Pronto Soccorso. Anaao esasperata: “Troppi tagli. Chiudiamoli”

Pronto Soccorso. Anaao esasperata: “Troppi tagli. Chiudiamoli”

Pronto Soccorso. Anaao esasperata: “Troppi tagli. Chiudiamoli”
Inaccettabile dare la colpa all’influenza e al flop della vaccinazione.

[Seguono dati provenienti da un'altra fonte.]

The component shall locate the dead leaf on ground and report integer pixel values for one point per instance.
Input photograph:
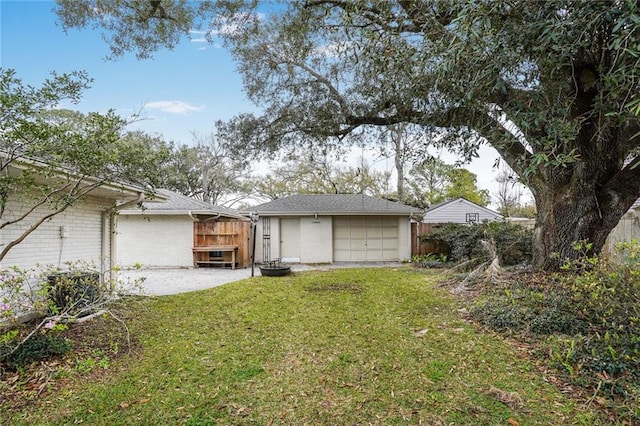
(510, 399)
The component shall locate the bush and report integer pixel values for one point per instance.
(431, 260)
(39, 347)
(463, 242)
(529, 308)
(592, 309)
(54, 298)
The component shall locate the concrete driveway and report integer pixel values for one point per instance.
(165, 281)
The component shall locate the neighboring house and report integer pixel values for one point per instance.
(164, 234)
(82, 232)
(333, 228)
(459, 211)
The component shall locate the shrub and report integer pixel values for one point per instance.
(54, 297)
(529, 308)
(39, 347)
(431, 260)
(463, 242)
(592, 309)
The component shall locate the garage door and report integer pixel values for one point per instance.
(365, 238)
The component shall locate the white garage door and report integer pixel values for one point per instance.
(365, 239)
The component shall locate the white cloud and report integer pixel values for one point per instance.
(174, 107)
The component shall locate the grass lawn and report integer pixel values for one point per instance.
(349, 346)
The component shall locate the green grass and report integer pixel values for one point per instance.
(366, 346)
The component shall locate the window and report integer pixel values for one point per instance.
(473, 217)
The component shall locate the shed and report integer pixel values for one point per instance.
(330, 228)
(182, 232)
(459, 210)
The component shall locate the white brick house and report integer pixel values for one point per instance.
(333, 228)
(82, 232)
(161, 235)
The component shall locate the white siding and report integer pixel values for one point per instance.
(154, 241)
(48, 245)
(404, 238)
(316, 242)
(456, 212)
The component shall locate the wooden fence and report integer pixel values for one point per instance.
(222, 235)
(417, 246)
(627, 229)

La crisi attuale è frutto dei tagli ai posti letto e al personale effettuati in tutta Italia. "La nostra è una provocazione ma occorre prendere atto che il cronico collasso dei PS è solo la conseguenza di una politica di sottrazione progressiva ed inesorabile di risorse umane ed economiche alla Sanità pubblica".

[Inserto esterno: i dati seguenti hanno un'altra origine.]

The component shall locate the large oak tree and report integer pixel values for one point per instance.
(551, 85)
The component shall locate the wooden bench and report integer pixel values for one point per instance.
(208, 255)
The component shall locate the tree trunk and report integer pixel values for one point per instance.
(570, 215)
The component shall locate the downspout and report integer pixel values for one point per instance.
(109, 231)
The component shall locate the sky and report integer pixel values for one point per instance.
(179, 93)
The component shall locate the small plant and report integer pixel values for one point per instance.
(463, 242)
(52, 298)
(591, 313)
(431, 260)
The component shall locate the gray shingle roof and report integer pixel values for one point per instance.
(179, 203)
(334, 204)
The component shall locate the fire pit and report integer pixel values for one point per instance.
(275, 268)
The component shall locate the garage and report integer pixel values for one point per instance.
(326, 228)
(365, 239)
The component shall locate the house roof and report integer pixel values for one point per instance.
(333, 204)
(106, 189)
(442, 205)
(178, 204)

Così l’Anaao Assomed in una nota, dove la proposta si definisce sì una provocazione, ma fino a un certo punto.  “E’ una provocazione quella lanciata dall’Anaao Assomed, ma è inaccettabile – scrive infatti il sindacato – che Regioni ed Aziende sanitarie continuino a dare “la colpa” all’influenza, non ancora arrivata al picco, ed al flop della vaccinazione, piuttosto che prendere atto di una realtà, non solo stagionale e non solo delle regioni “meno virtuose”, che è il prodotto dei tagli di posti letto e di personale effettuati in tutti gli ospedali pubblici, del nord, del centro e del sud del Paese”.
 
“Le immagini che i media diffondono sono chiare: quello che rende drammatico il sovraffollamento – scrive ancora l’Anaao – è la visione di pazienti in barella uno accanto all’altro, in ogni angolo dei PS che, già visitati e con terapie avviate, hanno bisogno di ricovero e attendono un posto letto che in ospedale non c’è. Gli accessi cosiddetti impropri rappresentano certo un sovraccarico di lavoro per gli operatori, ma non la causa del collasso dei PS”.
 
Per l’Anaao, “i rimedi escogitati dalle amministrazioni regionali e dalle aziende sanitarie appaiono meri palliativi.Il blocco dei ricoveri programmati si traduce di fatto nel blocco di tutte le attività chirurgiche dei pazienti in attesa, anche per patologie gravi, trasformando gli ospedali pubblici in “ospedali da campo” dedicati solo all’emergenza, provocando la frustrazione del personale e costringendo i pazienti che non possono aspettare a ricorrere ancora al PS”.
 
“Le case della salute, pur necessarie – aggiunge il sindacato – migliorano l’azione di filtro territoriale ma non incidono sul fatto che i pazienti che hanno bisogno di ricovero sono sempre “troppi” rispetto ai posti letto disponibili”.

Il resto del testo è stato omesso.